Getty Copper (CVE:GTC) has good debt

Howard Marks said it well when he said that, rather than worrying about stock price volatility, “the possibility of permanent loss is the risk I worry about…and that every practical investor that I know is worried”. So it may be obvious that you need to take debt into account when thinking about the risk of a given stock, because too much debt can sink a business. Above all, Getty Copper Inc. (CVE:GTC) is in debt. But the real question is whether this debt makes the business risky.

What risk does debt carry?

Debt helps a business until the business struggles to pay it back, either with new capital or with free cash flow. An integral part of capitalism is the process of “creative destruction” where bankrupt companies are mercilessly liquidated by their bankers. However, a more usual (but still expensive) situation is when a company has to dilute shareholders at a cheap share price just to keep debt under control. Of course, the advantage of debt is that it often represents cheap capital, especially when it replaces dilution in a business with the ability to reinvest at high rates of return. When we look at debt levels, we first consider cash and debt levels, together.

Our analysis indicates that GTC is potentially overvalued!

How much debt does Getty Copper have?

The image below, which you can click on for more details, shows that in June 2022, Getty Copper had C$2.32 million in debt, up from C$1.98 million in one year. Net debt is about the same, since she doesn’t have a lot of cash.

TSXV:GTC Debt to Equity Historical October 14, 2022

A Look at Getty Copper’s Responsibilities

Zooming in on the latest balance sheet data, we can see that Getty Copper had liabilities of C$1.58 million due within 12 months and liabilities of C$1.25 million due beyond. In return, he had CA$38.6k in cash and CA$3.3k in receivables due within 12 months. Thus, its liabilities total C$2.78 million more than the combination of its cash and short-term receivables.

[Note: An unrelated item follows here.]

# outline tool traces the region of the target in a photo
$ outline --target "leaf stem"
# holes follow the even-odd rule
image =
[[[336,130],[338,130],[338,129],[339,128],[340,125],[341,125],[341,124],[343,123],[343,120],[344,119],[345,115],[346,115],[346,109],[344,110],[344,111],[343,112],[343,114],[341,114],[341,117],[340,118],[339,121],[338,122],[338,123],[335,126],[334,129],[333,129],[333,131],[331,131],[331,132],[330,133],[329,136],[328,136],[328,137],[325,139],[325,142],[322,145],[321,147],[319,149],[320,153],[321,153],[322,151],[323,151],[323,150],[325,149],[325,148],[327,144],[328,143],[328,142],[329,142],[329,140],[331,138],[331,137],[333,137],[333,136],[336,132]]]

That shortfall is sizable relative to its C$4.27 million market capitalization, so he suggests shareholders watch Getty Copper’s use of debt. This suggests shareholders would be heavily diluted if the company needed to shore up its balance sheet quickly. When analyzing debt levels, the balance sheet is the obvious starting point. But it’s Getty Copper’s earnings that will influence the balance sheet going forward. So, when considering debt, it is definitely worth looking at the earnings trend. Click here for an interactive preview.

Given that Getty Copper has no significant operating revenue, shareholders are likely hoping it will develop a new mine of value before too long.

Caveat Emptor

It is important to note that Getty Copper posted a loss in earnings before interest and taxes (EBIT) over the past year. Indeed, it lost CA$151,000 in EBIT. When we look at this and recall the liabilities on its balance sheet, versus cash, it seems unwise to us that the company has debt. Quite frankly, we think the track record falls short, although it could improve over time. However, it doesn’t help that he spent CA$691,000 in cash in the past year. In short, it’s a really risky title. The balance sheet is clearly the area to focus on when analyzing debt. However, not all investment risks reside on the balance sheet, far from it. Example: we have identified 4 warning signs for Getty Copper you should be aware, and 3 of them are a bit of a concern.

If you are interested in investing in companies that can generate profits without the burden of debt, then check out this free list of growing companies that have net cash on the balance sheet.

This Simply Wall St article is general in nature. We provide commentary based on historical data and analyst forecasts only using unbiased methodology and our articles are not intended to be financial advice. It is not a recommendation to buy or sell stocks and does not take into account your objectives or financial situation. Our goal is to bring you targeted long-term analysis based on fundamental data. Note that our analysis may not take into account the latest announcements from price-sensitive companies or qualitative materials. Simply Wall St has no position in the stocks mentioned.